Every Saturday dozens of swimmers come to enjoy the pristine sand at Shikmona Beach, until recently an unauthorized swimming beach near the southern entrance to Haifa, and the adjacent marine nature preserve. But over the past few weeks, dozens of cars have been parking just a few meters from the water, and people have been firing up barbecues, leaving behind plastic packaging and food scraps.
The Shikmona site includes an ancient mound which has yielded archaeological findings such as pottery and mosaic floors from the Late Bronze, Phoenician and Byzantine periods. At its foot is a secluded beach far from the bustling, officially-designated swimming areas like the Dado and Students beaches. A few meters from the knoll is a marine nature preserve containing reefs with colonies of snails, combtooth blenny fish and peacock fish.
According to experts, the reefs are extremely fragile. There are only a few left in the Mediterranean Sea, and they are quickly disappearing. Pollution from cars and garbage is likely to damage the Shikmona marine preserve.
But despite this fact, every week dozens of drivers park their cars near the water on Shikmona Beach - even though this is against the law.
Inspectors from the Israel Nature and National Parks Protection Society, the local government and the police are supposed to enforce the law. But a police vehicle was spotted among the illegally-parked cars on the beach last Saturday.
A marine police vessel sailed past the shore in the afternoon, on its way south to stop cars from driving on the Dado and Students beaches. But it completely ignored the cars parked at Shikmona.
At the end of May, the ministerial committee on legislation approved an amendment to the law forbidding driving on beaches, and parks protection inspectors were grated the authority to bring suspects in for questioning. It was further decided to let courts penalize wrongdoers with fines to repair the damage. But is it possible to repair damage to the rare reefs of Shikmona Beach?

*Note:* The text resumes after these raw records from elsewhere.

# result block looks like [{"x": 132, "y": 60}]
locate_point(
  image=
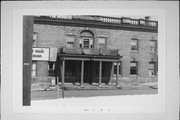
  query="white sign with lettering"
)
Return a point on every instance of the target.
[{"x": 40, "y": 54}]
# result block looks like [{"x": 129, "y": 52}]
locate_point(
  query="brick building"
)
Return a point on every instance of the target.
[{"x": 93, "y": 49}]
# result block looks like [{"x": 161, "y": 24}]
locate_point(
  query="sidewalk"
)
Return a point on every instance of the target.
[{"x": 93, "y": 90}]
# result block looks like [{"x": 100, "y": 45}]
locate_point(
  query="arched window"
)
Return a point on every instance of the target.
[{"x": 86, "y": 39}]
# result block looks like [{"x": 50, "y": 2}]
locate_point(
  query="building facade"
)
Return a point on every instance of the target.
[{"x": 93, "y": 49}]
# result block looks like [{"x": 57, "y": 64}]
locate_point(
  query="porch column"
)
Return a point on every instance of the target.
[
  {"x": 117, "y": 74},
  {"x": 63, "y": 73},
  {"x": 63, "y": 77},
  {"x": 100, "y": 72},
  {"x": 82, "y": 72}
]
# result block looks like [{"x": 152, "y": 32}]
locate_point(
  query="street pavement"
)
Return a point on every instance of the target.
[{"x": 53, "y": 94}]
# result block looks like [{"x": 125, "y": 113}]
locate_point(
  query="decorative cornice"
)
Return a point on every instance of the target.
[{"x": 100, "y": 22}]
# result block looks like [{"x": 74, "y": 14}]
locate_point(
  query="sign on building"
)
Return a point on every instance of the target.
[
  {"x": 53, "y": 54},
  {"x": 40, "y": 54}
]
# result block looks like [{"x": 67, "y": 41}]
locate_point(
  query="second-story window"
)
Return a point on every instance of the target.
[
  {"x": 102, "y": 42},
  {"x": 51, "y": 68},
  {"x": 86, "y": 43},
  {"x": 134, "y": 44},
  {"x": 86, "y": 39},
  {"x": 152, "y": 46},
  {"x": 33, "y": 73},
  {"x": 70, "y": 41},
  {"x": 115, "y": 68},
  {"x": 134, "y": 68},
  {"x": 152, "y": 70}
]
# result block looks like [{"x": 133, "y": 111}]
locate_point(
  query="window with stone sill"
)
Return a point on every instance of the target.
[
  {"x": 34, "y": 65},
  {"x": 70, "y": 41},
  {"x": 152, "y": 46},
  {"x": 134, "y": 44},
  {"x": 35, "y": 39},
  {"x": 115, "y": 69},
  {"x": 134, "y": 68},
  {"x": 102, "y": 42},
  {"x": 152, "y": 69},
  {"x": 51, "y": 68}
]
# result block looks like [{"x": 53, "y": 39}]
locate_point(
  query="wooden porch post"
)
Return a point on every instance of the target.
[
  {"x": 82, "y": 72},
  {"x": 63, "y": 77},
  {"x": 117, "y": 74},
  {"x": 27, "y": 58},
  {"x": 100, "y": 72}
]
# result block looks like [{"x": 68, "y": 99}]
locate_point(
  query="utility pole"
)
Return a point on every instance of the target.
[{"x": 28, "y": 22}]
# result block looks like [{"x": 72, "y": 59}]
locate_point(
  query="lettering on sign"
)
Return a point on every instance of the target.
[{"x": 40, "y": 54}]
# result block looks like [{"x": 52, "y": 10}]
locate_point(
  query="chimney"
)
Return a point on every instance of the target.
[{"x": 147, "y": 18}]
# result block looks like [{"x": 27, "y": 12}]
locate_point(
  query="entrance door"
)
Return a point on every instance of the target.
[
  {"x": 87, "y": 43},
  {"x": 88, "y": 65}
]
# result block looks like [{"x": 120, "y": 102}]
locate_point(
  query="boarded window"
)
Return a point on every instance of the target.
[
  {"x": 35, "y": 39},
  {"x": 102, "y": 42},
  {"x": 152, "y": 46},
  {"x": 70, "y": 41},
  {"x": 152, "y": 70}
]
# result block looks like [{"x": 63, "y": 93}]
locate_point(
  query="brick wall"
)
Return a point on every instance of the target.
[{"x": 55, "y": 36}]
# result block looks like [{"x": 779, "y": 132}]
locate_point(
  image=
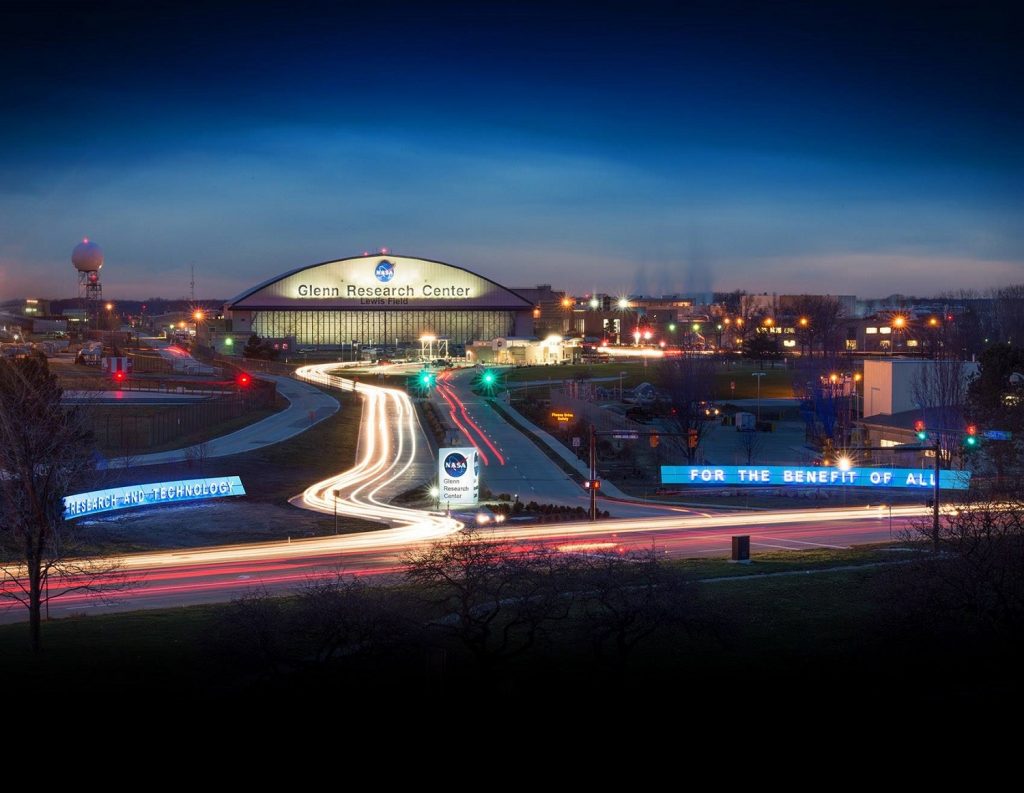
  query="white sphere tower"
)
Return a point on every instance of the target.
[{"x": 88, "y": 259}]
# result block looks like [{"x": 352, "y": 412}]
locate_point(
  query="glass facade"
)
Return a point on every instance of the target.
[{"x": 333, "y": 329}]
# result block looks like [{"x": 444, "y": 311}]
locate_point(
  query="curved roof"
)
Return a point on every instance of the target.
[{"x": 380, "y": 281}]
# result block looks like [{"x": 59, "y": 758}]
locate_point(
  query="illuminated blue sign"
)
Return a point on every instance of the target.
[
  {"x": 155, "y": 493},
  {"x": 793, "y": 475}
]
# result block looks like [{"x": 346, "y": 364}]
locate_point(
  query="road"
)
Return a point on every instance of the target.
[
  {"x": 391, "y": 453},
  {"x": 212, "y": 575},
  {"x": 306, "y": 406},
  {"x": 393, "y": 456}
]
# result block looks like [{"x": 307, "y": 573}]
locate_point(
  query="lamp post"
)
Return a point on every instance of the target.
[{"x": 759, "y": 375}]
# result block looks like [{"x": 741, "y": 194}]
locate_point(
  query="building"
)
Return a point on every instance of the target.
[
  {"x": 890, "y": 383},
  {"x": 378, "y": 300}
]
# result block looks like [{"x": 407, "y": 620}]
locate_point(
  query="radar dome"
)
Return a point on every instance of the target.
[{"x": 87, "y": 257}]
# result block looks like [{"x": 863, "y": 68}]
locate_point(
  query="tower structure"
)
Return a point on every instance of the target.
[{"x": 87, "y": 257}]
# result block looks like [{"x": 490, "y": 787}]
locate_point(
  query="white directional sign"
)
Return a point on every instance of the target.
[{"x": 459, "y": 475}]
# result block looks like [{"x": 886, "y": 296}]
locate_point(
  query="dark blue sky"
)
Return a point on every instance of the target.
[{"x": 620, "y": 147}]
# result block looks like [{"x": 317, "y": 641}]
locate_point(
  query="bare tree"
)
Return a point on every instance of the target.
[
  {"x": 689, "y": 383},
  {"x": 495, "y": 597},
  {"x": 750, "y": 444},
  {"x": 626, "y": 598},
  {"x": 980, "y": 570},
  {"x": 44, "y": 455},
  {"x": 940, "y": 389},
  {"x": 817, "y": 321}
]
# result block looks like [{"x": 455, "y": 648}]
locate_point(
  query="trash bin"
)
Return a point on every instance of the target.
[{"x": 741, "y": 548}]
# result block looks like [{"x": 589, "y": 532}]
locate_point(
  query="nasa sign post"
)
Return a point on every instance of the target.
[{"x": 459, "y": 475}]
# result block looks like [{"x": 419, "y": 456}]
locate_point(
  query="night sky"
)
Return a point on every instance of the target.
[{"x": 634, "y": 147}]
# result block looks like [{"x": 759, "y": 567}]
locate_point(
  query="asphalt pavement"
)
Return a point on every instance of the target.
[{"x": 307, "y": 406}]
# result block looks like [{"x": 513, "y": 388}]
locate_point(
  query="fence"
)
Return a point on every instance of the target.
[{"x": 130, "y": 431}]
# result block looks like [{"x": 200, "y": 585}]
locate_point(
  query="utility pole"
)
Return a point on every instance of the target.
[
  {"x": 935, "y": 497},
  {"x": 593, "y": 473}
]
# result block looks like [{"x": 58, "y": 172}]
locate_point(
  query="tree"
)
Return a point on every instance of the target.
[
  {"x": 496, "y": 598},
  {"x": 689, "y": 383},
  {"x": 750, "y": 444},
  {"x": 940, "y": 389},
  {"x": 626, "y": 598},
  {"x": 761, "y": 347},
  {"x": 995, "y": 400},
  {"x": 822, "y": 314},
  {"x": 45, "y": 454},
  {"x": 259, "y": 348},
  {"x": 980, "y": 570}
]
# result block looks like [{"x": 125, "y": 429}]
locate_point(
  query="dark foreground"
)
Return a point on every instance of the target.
[{"x": 839, "y": 641}]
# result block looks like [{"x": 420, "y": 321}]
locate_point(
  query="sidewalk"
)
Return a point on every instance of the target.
[{"x": 607, "y": 489}]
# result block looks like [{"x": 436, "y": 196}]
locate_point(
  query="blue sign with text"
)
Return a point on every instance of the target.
[
  {"x": 155, "y": 493},
  {"x": 812, "y": 476}
]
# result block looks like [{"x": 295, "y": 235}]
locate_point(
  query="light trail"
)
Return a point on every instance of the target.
[
  {"x": 387, "y": 451},
  {"x": 455, "y": 403}
]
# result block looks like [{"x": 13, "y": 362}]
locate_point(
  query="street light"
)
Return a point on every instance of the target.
[{"x": 759, "y": 375}]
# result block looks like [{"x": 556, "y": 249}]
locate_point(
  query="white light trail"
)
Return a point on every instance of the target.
[{"x": 387, "y": 451}]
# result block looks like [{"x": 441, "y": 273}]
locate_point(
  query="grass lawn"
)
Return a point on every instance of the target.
[
  {"x": 835, "y": 639},
  {"x": 775, "y": 383}
]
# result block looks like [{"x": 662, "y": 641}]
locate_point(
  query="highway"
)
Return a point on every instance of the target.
[
  {"x": 392, "y": 457},
  {"x": 211, "y": 575}
]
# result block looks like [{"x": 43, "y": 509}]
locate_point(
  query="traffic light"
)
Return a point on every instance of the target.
[
  {"x": 487, "y": 379},
  {"x": 422, "y": 382}
]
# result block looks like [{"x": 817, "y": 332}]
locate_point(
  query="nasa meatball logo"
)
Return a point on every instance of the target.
[{"x": 455, "y": 464}]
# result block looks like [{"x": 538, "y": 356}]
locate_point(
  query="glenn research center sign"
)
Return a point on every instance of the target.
[{"x": 459, "y": 475}]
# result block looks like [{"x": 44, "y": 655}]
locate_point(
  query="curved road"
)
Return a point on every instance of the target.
[
  {"x": 212, "y": 575},
  {"x": 390, "y": 451}
]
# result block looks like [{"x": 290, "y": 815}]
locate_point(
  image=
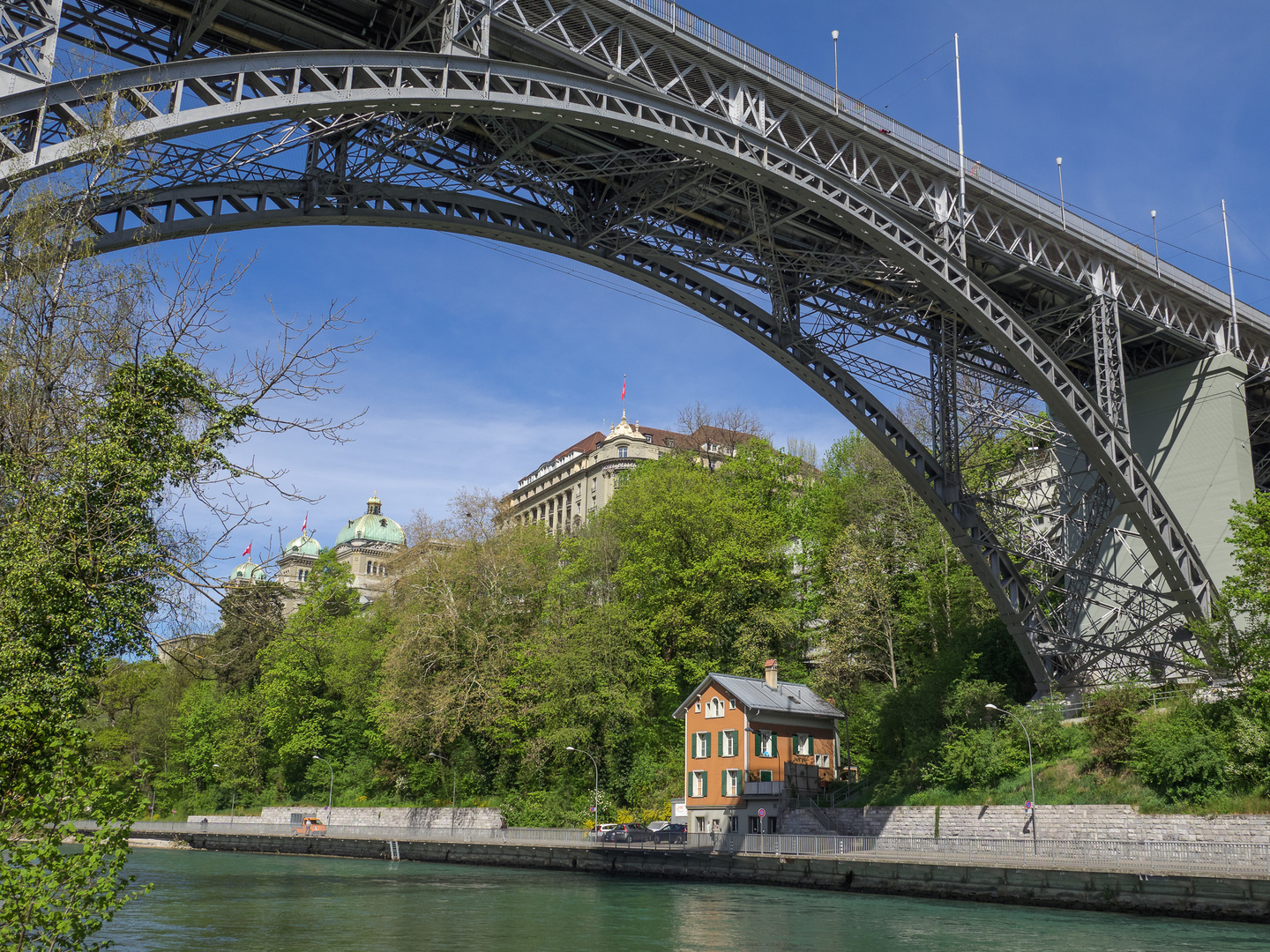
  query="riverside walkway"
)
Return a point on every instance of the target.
[{"x": 1247, "y": 859}]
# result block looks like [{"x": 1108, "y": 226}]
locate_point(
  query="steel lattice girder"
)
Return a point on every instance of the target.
[{"x": 258, "y": 89}]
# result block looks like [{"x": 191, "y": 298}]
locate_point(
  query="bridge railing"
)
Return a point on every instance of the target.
[
  {"x": 730, "y": 45},
  {"x": 1203, "y": 859}
]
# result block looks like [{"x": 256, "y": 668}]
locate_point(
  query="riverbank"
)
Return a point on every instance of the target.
[{"x": 1237, "y": 899}]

The Haifa municipality said in response that it is looking into the matter.
The district police office responded that it concentrates on crowded swimming beaches. Police spokesman Superintendent Moshe Witzman called the Haaretz findings at Shikmona Beach grave, and said that complaints should be lodged.
The Nature and National Parks Protection Society informed Haaretz that Shikmona Beach has been recognized as an official national park by Interior Minister Eli Yishai, and that the parks protection organization, in cooperation with the Haifa municipality and the police, will move to block vehicle access to the marine preserve.